A medida que el mediodía iba avanzando y se oía el clone clone de los platos que se lavaban en el patio, a Mimoun la espera se le hacía más insufrible. Aquel hombre daba la sensación de estar más tranquilo a cada rato que pasaba, y cada vez que lo miraba su poder le parecía mayor. Debía de pensar, cabronazo, sabes que estás muy por encima de mí, ¿verdad? Ahora el té, ahora hay que dejarlo reposar, ahora hablamos de los tiempos que corren y de cómo ha cambiado todo. Los abuelos disfrutaban de la conversación con la parsimonia precisa en estos casos, mientras que Mimoun sólo tenía ganas de gritar: ¿me la da o qué?

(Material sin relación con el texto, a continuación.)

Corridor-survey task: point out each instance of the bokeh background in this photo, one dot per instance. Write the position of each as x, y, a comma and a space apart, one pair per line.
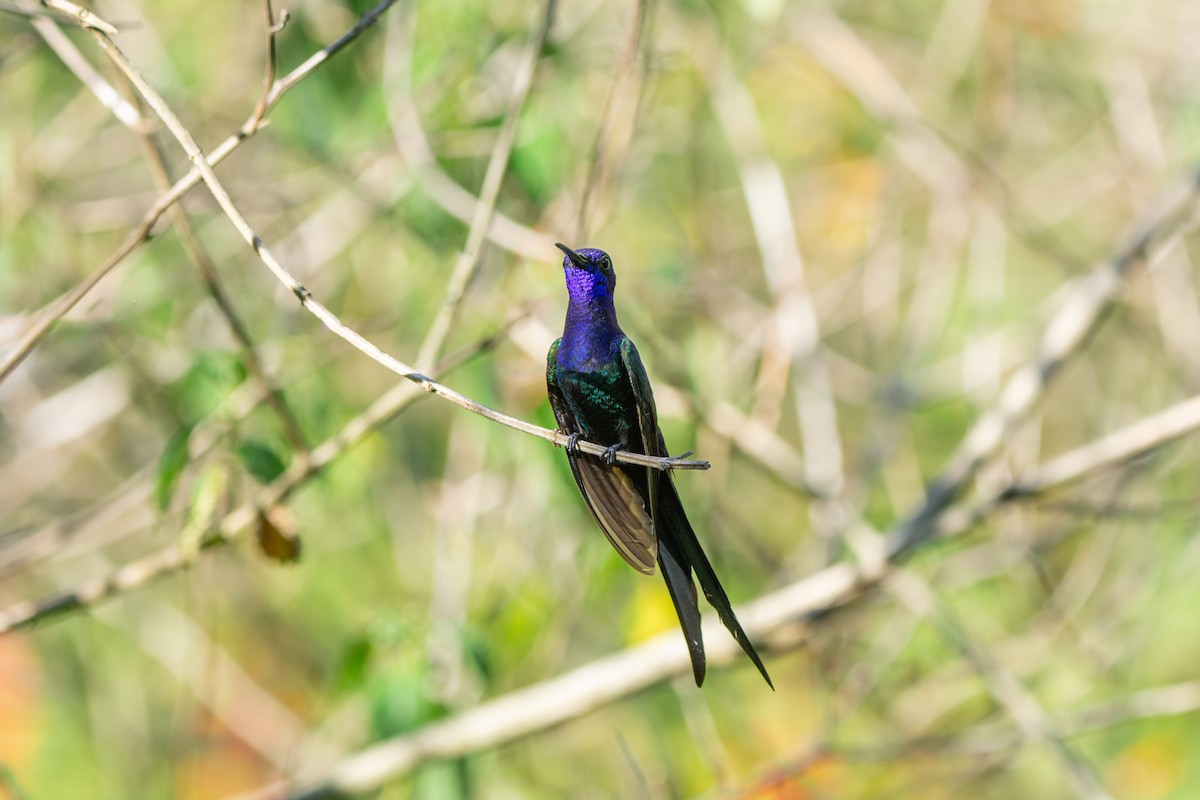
839, 228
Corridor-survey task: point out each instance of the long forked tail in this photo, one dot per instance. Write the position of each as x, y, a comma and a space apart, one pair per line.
683, 594
679, 542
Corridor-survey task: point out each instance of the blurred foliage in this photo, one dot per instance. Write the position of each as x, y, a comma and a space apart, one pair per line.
949, 168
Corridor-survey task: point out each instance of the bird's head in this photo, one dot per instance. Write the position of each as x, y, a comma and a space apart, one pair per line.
589, 274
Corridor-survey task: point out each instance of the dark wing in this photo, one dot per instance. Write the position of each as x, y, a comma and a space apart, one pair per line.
669, 517
647, 416
611, 494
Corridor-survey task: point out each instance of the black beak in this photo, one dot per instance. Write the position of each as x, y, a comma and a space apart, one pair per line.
576, 259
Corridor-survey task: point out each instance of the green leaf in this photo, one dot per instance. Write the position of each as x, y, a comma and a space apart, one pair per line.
352, 667
208, 495
208, 383
171, 465
261, 461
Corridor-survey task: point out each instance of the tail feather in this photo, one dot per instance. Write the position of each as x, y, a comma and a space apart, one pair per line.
683, 594
677, 536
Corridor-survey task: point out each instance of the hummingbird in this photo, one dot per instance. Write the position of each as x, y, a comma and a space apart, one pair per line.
599, 391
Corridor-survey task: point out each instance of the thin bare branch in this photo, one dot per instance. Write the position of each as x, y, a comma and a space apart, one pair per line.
1079, 316
414, 146
468, 262
617, 122
49, 317
237, 522
73, 59
1029, 715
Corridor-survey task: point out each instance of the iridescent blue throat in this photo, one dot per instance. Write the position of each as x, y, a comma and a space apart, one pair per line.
591, 335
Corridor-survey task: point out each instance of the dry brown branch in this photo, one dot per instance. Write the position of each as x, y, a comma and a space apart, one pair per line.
792, 353
216, 289
1024, 709
414, 146
51, 316
617, 124
1080, 314
468, 262
778, 618
324, 314
234, 524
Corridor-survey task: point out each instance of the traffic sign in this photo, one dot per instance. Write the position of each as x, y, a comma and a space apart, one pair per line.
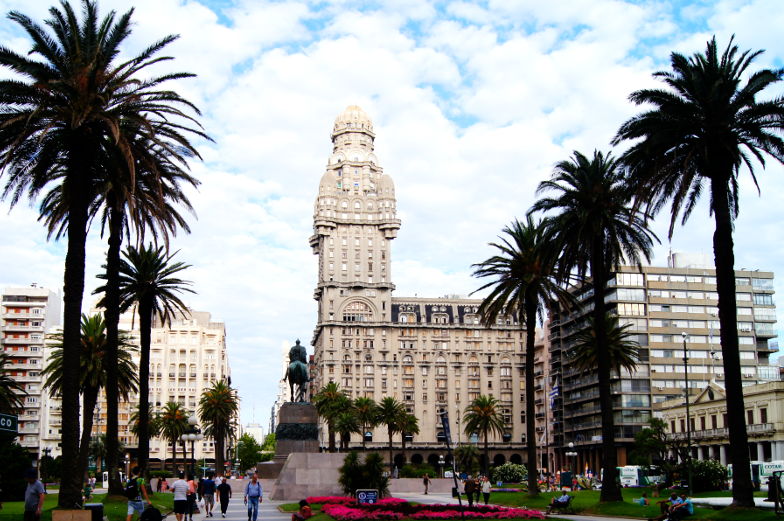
367, 496
8, 423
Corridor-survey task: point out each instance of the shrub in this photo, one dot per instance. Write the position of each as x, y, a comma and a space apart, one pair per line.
355, 475
509, 473
707, 475
417, 471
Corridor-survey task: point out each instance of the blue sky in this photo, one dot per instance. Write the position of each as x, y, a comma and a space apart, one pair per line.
473, 104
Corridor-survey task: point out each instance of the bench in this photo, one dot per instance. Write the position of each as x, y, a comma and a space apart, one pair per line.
561, 506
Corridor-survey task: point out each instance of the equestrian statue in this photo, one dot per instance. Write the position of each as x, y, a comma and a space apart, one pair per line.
297, 373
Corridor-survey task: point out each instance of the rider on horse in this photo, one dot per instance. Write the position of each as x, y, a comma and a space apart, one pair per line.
297, 372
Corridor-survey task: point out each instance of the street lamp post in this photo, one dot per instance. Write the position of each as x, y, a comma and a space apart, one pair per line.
193, 435
571, 454
688, 415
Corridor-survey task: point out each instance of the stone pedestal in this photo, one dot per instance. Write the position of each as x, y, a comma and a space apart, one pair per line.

Pero recordaba las palabras del abuelo y no decía nada.
Ya estaba medio adormilado cuando oyó que le decía: amigo mío, antes de que se haga tarde tendríamos que hablar del motivo de nuestra visita. Ya debéis de intuir que queremos que nos concedáis la gracia de ser vuestra familia y que vuestros nietos y los míos sean los mismos. Es por eso que os pido en matrimonio a vuestra tercera hija para mi hijo Mimoun, mi primogénito.
Mimoun enrojeció hasta las orejas, a pesar de la piel morena.
El abuelo segundo dijo que sus dos primeras hijas todavía estaban por merecer y que él prefería que fuera la primera la que se casara con Mimoun. Éste se volvió repentinamente hacia su padre y el abuelo lo debió de mirar de aquel modo que quería decir espera, no corras.
Es un honor para nosotros que nos ofrezcáis a la mayor de vuestras hijas, pero es que hemos oído hablar tanto de la tercera, de sus habilidades en las tareas de la casa, de su obediencia, de su actitud impecable, que mi hijo y yo mismo pensamos que es la mujer adecuada para él. Me tendréis que dejar que consulte con el resto de mi familia, respondió el abuelo segundo.